Tonight, I’m off on the Presbyterian Youth (“PY”) Winter Camp. It goes for the whole long weekend, and draws together young people from the whole of NSW. The camp's grown so much that this year they've had to split it over two locations. I'm going on the senior camp, which is at Port Hacking - an excellent, scenic site. The theme is mission, the talks are from the book of Jonah. The junior camp is in Stanwell Tops - which, come to think of it, is also an excellent, scenic site... PY has good taste in campsites...
Camps have always been a key part of state-wide Presbyterian youth ministry. Two years ago, I wrote an essay on the Presbyterian youth movement for an assignment at Moore College. One of the people I interviewed for that essay (Simon Fraser, currently the NSW Presbyterian Church’s law clerk) said:

My involvement with what you call conservative thinking and theology was entirely through the PFA. I had no experience of it before getting involved with camping, and particularly in attending the summer camps and winter camps and leadership training camps and so on.

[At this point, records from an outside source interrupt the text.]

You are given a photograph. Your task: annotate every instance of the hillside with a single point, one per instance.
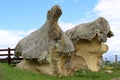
(11, 73)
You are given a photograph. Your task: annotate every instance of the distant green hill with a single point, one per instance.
(11, 73)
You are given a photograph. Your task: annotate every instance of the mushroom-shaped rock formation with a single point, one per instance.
(88, 39)
(37, 48)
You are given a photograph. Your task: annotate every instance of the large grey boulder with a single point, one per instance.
(88, 31)
(39, 43)
(88, 39)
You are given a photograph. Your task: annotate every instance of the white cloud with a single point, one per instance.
(66, 26)
(10, 38)
(110, 10)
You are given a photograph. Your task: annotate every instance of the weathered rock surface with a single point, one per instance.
(38, 44)
(88, 39)
(49, 50)
(37, 47)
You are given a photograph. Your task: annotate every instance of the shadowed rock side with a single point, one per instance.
(37, 47)
(88, 39)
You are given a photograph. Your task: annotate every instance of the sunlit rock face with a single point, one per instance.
(51, 51)
(36, 48)
(89, 39)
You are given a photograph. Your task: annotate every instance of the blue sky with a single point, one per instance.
(18, 18)
(30, 14)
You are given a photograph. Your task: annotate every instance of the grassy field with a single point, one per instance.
(11, 73)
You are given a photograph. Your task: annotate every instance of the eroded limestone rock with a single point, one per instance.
(88, 39)
(37, 47)
(49, 50)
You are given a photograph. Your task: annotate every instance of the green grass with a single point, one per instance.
(11, 73)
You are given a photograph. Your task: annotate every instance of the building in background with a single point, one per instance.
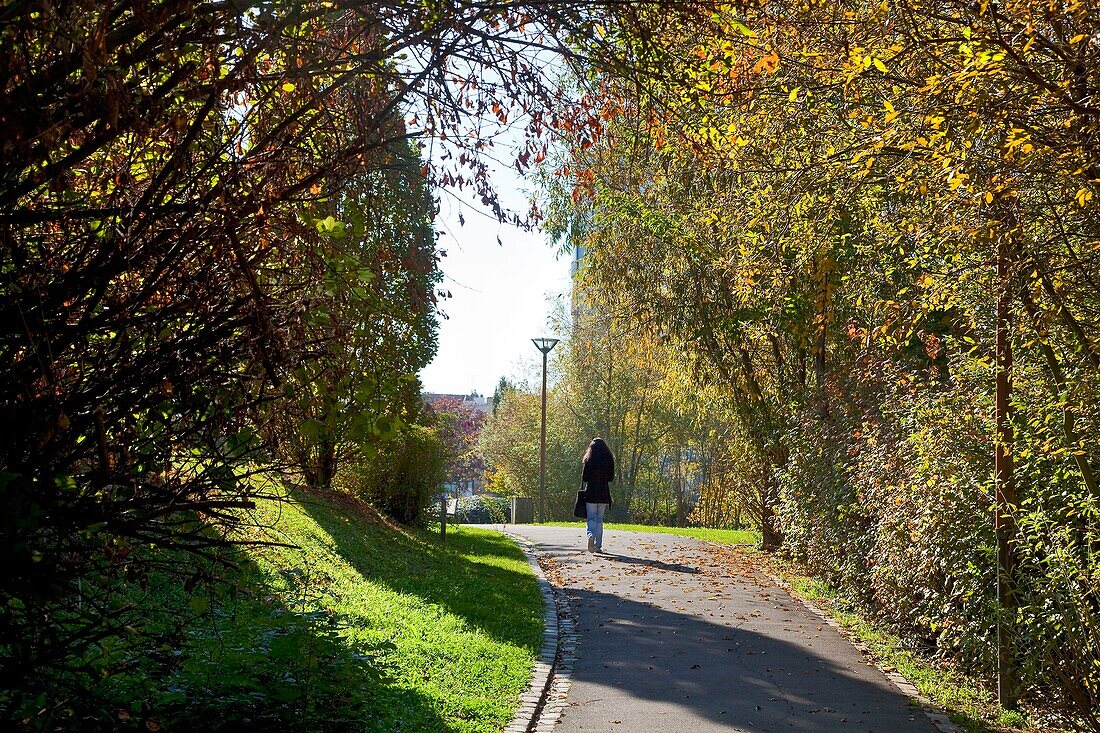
(461, 418)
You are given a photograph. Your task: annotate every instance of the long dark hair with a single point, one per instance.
(598, 456)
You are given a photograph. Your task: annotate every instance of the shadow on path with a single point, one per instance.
(641, 667)
(671, 567)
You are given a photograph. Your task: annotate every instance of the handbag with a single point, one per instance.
(580, 511)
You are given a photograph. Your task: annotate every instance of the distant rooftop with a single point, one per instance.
(474, 400)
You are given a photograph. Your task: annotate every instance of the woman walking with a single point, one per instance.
(597, 472)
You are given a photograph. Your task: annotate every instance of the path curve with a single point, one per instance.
(682, 636)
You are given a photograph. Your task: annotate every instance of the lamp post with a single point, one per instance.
(543, 346)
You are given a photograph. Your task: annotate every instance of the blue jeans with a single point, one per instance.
(596, 522)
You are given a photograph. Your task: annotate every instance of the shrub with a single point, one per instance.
(403, 478)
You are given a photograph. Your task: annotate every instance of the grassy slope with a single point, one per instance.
(453, 627)
(717, 536)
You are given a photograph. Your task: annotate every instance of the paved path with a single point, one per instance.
(681, 636)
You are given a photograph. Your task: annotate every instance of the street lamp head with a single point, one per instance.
(545, 345)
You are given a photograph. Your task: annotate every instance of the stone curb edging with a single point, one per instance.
(934, 713)
(541, 704)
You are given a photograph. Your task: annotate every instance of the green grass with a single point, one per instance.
(452, 628)
(355, 625)
(717, 536)
(971, 706)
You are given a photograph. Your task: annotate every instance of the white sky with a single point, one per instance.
(501, 294)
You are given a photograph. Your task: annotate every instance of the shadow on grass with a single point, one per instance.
(458, 575)
(226, 656)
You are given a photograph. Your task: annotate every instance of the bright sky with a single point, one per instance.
(501, 294)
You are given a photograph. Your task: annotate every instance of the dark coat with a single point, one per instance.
(596, 476)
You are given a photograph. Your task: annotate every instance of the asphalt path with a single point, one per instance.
(683, 636)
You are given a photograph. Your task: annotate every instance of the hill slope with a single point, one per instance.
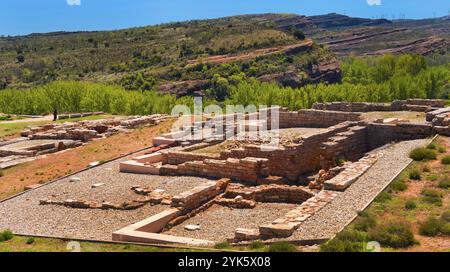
(191, 57)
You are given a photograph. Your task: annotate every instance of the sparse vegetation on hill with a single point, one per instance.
(380, 79)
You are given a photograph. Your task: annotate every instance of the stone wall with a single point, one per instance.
(421, 105)
(270, 193)
(381, 134)
(246, 169)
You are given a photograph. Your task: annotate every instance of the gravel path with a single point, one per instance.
(24, 215)
(219, 223)
(335, 216)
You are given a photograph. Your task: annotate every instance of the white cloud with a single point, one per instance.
(73, 2)
(374, 2)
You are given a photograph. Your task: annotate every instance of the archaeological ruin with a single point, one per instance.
(236, 177)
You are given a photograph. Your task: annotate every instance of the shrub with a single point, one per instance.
(446, 216)
(415, 174)
(6, 235)
(444, 183)
(282, 247)
(432, 146)
(432, 227)
(30, 241)
(346, 241)
(410, 205)
(257, 245)
(445, 160)
(432, 196)
(364, 222)
(383, 197)
(394, 234)
(399, 186)
(222, 245)
(446, 229)
(420, 154)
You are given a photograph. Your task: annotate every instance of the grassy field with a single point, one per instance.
(412, 214)
(10, 130)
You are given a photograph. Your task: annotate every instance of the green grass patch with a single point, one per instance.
(410, 205)
(431, 227)
(445, 160)
(432, 196)
(6, 235)
(423, 154)
(394, 235)
(415, 174)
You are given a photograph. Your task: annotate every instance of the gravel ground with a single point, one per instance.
(24, 215)
(335, 216)
(219, 223)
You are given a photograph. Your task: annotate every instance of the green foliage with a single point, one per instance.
(432, 227)
(383, 197)
(393, 234)
(282, 247)
(410, 205)
(364, 222)
(432, 196)
(399, 186)
(445, 160)
(446, 216)
(6, 235)
(432, 146)
(415, 174)
(85, 97)
(347, 241)
(444, 182)
(421, 154)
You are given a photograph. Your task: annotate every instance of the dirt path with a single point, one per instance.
(59, 164)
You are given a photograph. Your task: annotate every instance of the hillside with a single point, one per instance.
(191, 57)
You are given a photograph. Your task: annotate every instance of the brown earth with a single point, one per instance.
(53, 166)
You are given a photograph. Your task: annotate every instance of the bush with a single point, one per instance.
(415, 174)
(446, 229)
(6, 235)
(346, 241)
(364, 222)
(444, 183)
(222, 245)
(445, 160)
(421, 154)
(432, 196)
(410, 205)
(30, 241)
(446, 217)
(256, 245)
(282, 247)
(394, 234)
(432, 146)
(383, 197)
(399, 186)
(432, 227)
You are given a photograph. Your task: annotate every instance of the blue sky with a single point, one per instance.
(19, 17)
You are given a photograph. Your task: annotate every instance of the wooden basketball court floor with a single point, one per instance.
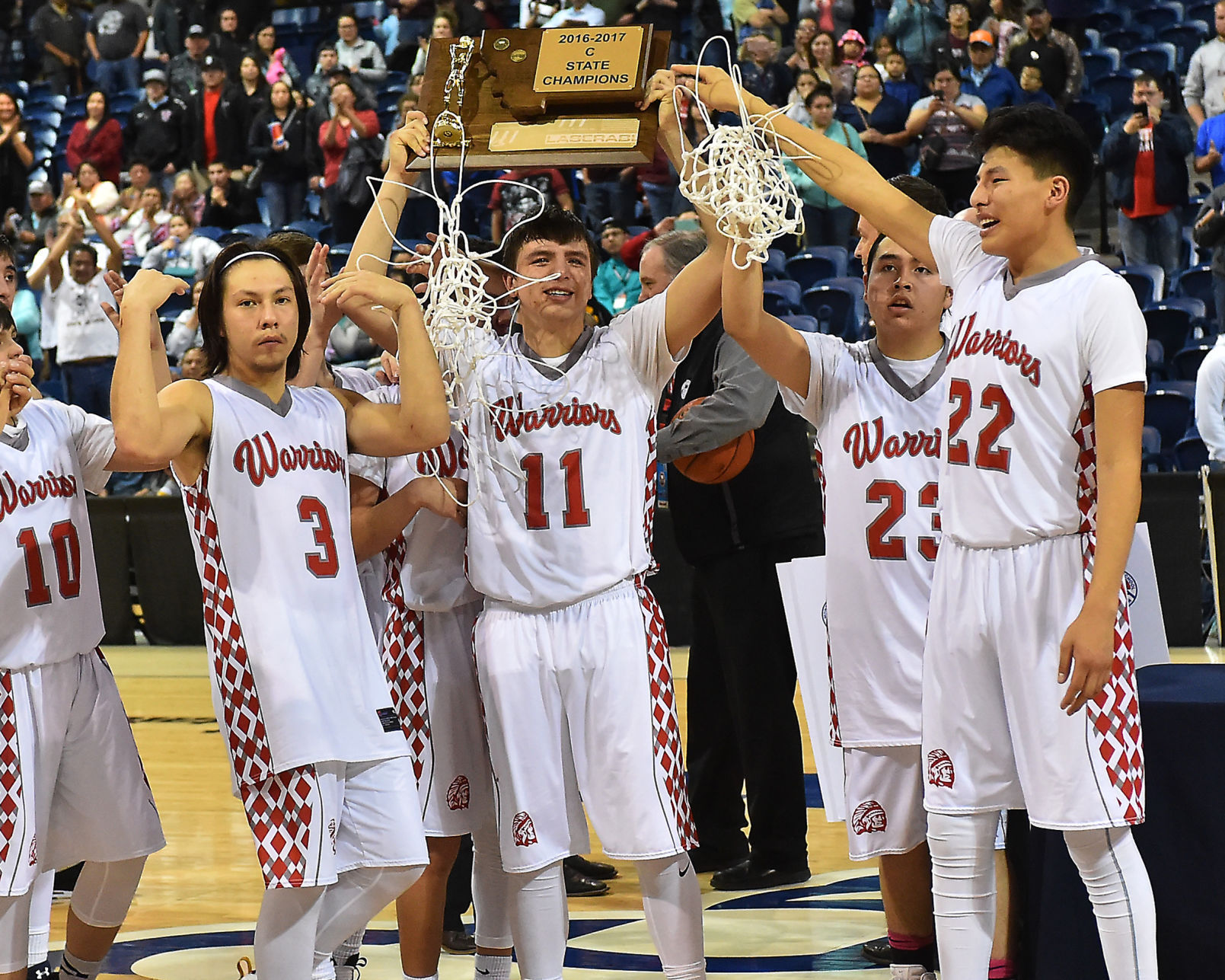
(199, 899)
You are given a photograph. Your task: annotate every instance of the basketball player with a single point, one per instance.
(1029, 692)
(412, 509)
(332, 804)
(74, 782)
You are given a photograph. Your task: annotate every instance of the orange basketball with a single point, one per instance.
(719, 464)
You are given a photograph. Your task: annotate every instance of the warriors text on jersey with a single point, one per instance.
(563, 482)
(1024, 362)
(879, 438)
(295, 670)
(49, 605)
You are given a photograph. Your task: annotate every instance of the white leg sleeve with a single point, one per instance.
(285, 935)
(1118, 887)
(354, 899)
(14, 933)
(963, 891)
(40, 917)
(539, 921)
(673, 903)
(104, 892)
(490, 889)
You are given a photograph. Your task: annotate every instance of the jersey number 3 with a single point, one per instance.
(576, 513)
(66, 547)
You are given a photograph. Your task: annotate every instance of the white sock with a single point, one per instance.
(673, 903)
(492, 968)
(963, 891)
(1118, 887)
(75, 968)
(539, 921)
(40, 917)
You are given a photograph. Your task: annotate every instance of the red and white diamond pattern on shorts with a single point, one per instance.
(279, 812)
(1115, 713)
(245, 736)
(663, 717)
(648, 519)
(10, 766)
(404, 659)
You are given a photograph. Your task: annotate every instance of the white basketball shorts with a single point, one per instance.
(994, 736)
(448, 733)
(72, 783)
(321, 820)
(883, 800)
(579, 708)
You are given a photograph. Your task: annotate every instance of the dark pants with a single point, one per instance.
(742, 728)
(88, 385)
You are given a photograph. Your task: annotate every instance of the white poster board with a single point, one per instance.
(1150, 645)
(802, 583)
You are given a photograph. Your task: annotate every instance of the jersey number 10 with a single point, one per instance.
(66, 547)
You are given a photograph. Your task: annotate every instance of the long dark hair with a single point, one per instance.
(212, 299)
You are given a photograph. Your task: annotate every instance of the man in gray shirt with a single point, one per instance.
(1204, 86)
(59, 32)
(116, 40)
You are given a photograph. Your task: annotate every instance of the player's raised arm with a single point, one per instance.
(422, 419)
(839, 171)
(777, 348)
(153, 429)
(374, 241)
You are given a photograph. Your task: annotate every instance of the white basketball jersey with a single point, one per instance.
(1023, 364)
(49, 604)
(295, 670)
(432, 559)
(879, 440)
(563, 480)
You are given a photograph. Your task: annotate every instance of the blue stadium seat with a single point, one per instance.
(1159, 58)
(1186, 362)
(1098, 64)
(1118, 88)
(802, 324)
(1170, 325)
(1170, 413)
(780, 297)
(1147, 282)
(836, 309)
(1197, 283)
(814, 265)
(1190, 454)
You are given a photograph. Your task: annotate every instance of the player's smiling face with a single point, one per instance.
(560, 300)
(260, 316)
(1013, 205)
(904, 294)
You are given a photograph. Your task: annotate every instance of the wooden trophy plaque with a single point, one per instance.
(563, 97)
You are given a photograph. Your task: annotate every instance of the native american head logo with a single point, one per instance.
(939, 768)
(523, 831)
(458, 793)
(869, 819)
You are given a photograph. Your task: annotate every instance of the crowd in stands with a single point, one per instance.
(148, 135)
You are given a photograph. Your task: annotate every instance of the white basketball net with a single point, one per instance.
(736, 175)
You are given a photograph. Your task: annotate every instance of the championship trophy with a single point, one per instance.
(563, 97)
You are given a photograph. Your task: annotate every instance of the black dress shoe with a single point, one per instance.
(748, 876)
(711, 860)
(458, 942)
(579, 886)
(591, 869)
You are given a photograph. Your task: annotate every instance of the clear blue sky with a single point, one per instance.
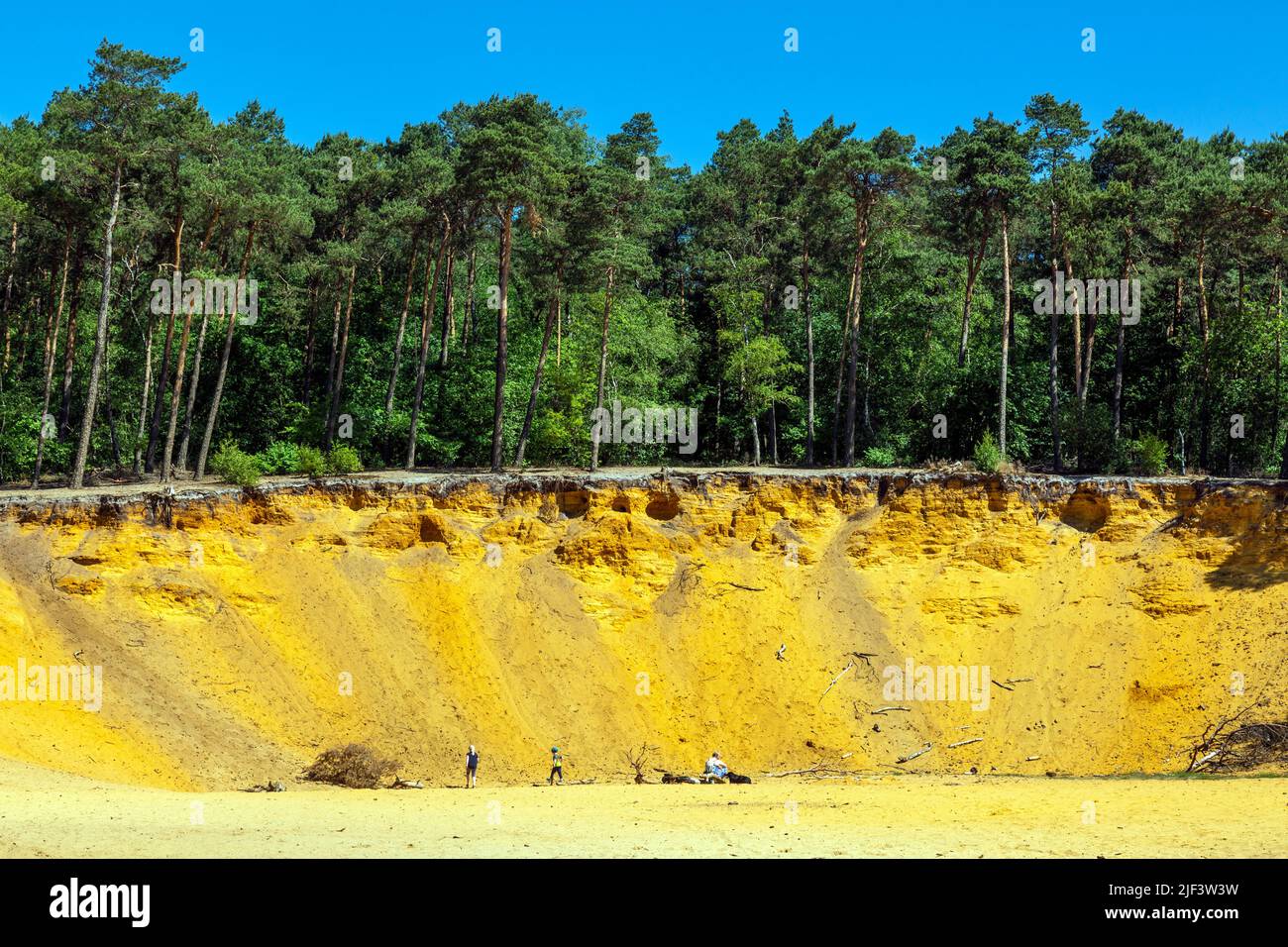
(698, 67)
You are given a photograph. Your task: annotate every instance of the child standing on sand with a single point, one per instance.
(472, 767)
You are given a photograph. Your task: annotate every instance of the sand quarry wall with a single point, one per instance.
(243, 633)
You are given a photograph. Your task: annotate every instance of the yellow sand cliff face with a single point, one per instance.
(1107, 624)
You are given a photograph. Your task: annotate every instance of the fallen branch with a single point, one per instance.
(922, 751)
(848, 668)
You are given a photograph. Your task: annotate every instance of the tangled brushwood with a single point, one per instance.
(356, 766)
(1229, 746)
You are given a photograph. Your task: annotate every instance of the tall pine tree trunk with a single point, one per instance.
(8, 295)
(402, 322)
(1006, 335)
(95, 369)
(334, 408)
(603, 371)
(552, 317)
(204, 454)
(163, 377)
(426, 325)
(51, 356)
(1054, 355)
(855, 320)
(809, 356)
(69, 355)
(501, 338)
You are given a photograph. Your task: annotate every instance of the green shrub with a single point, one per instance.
(356, 766)
(278, 458)
(1145, 457)
(879, 457)
(233, 466)
(343, 460)
(987, 457)
(310, 463)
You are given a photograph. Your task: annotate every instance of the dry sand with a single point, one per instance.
(48, 814)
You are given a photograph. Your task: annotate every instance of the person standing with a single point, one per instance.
(472, 767)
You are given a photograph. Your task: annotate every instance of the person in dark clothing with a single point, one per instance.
(472, 767)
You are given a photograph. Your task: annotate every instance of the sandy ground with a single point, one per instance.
(44, 814)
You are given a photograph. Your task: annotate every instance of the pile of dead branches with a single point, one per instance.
(1232, 745)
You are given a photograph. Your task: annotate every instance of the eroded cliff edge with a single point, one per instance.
(241, 631)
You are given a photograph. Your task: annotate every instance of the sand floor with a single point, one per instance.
(47, 814)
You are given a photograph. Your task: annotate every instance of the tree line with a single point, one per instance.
(469, 292)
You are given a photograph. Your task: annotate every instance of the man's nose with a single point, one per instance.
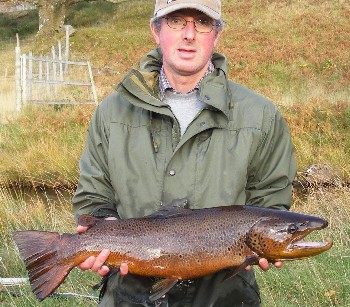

One of the key youth leaders, Don Geddes, said:

There was such a tremendous hunger amongst those young people. They had question after question… it was flat out evangelism, really, and teaching from the Scriptures… there would hardly be one [camp] where there wasn’t somebody converted.

In my essay, I concluded that the Presbyterian youth movement, particularly though its camps, has quietly had a big influence in evangelising young people, and training them for ministry.
I’m not playing a big role at this camp. I’m pastoral carer for four of the young leaders: two Bible study group leaders, and two musicians. My role is to catch up with them briefly through the camp, see how they’re going, and generally be there for them. The aim is to make sure the leaders don’t feel like they’re on their own, but they have someone looking after them, to whom they can turn if they need help or counsel.
Usually at camps, I’m really busy with some form of leadership myself: administration, leading a small group, delivering the talks – whatever. This’ll be the first time my role is less task-focused, and more relational: relax, watch others, and see how they’re going. I’m quite looking forward to it.
On the Saturday night of winter camp, instead of a Bible talk, they have an activity, which may or may not be in line with the theme of the camp. This year, we’ve got a special guest – Dr. Pat, better known to me as Mum – talking about her two favourite topics: God, and sex. Let’s see what happens.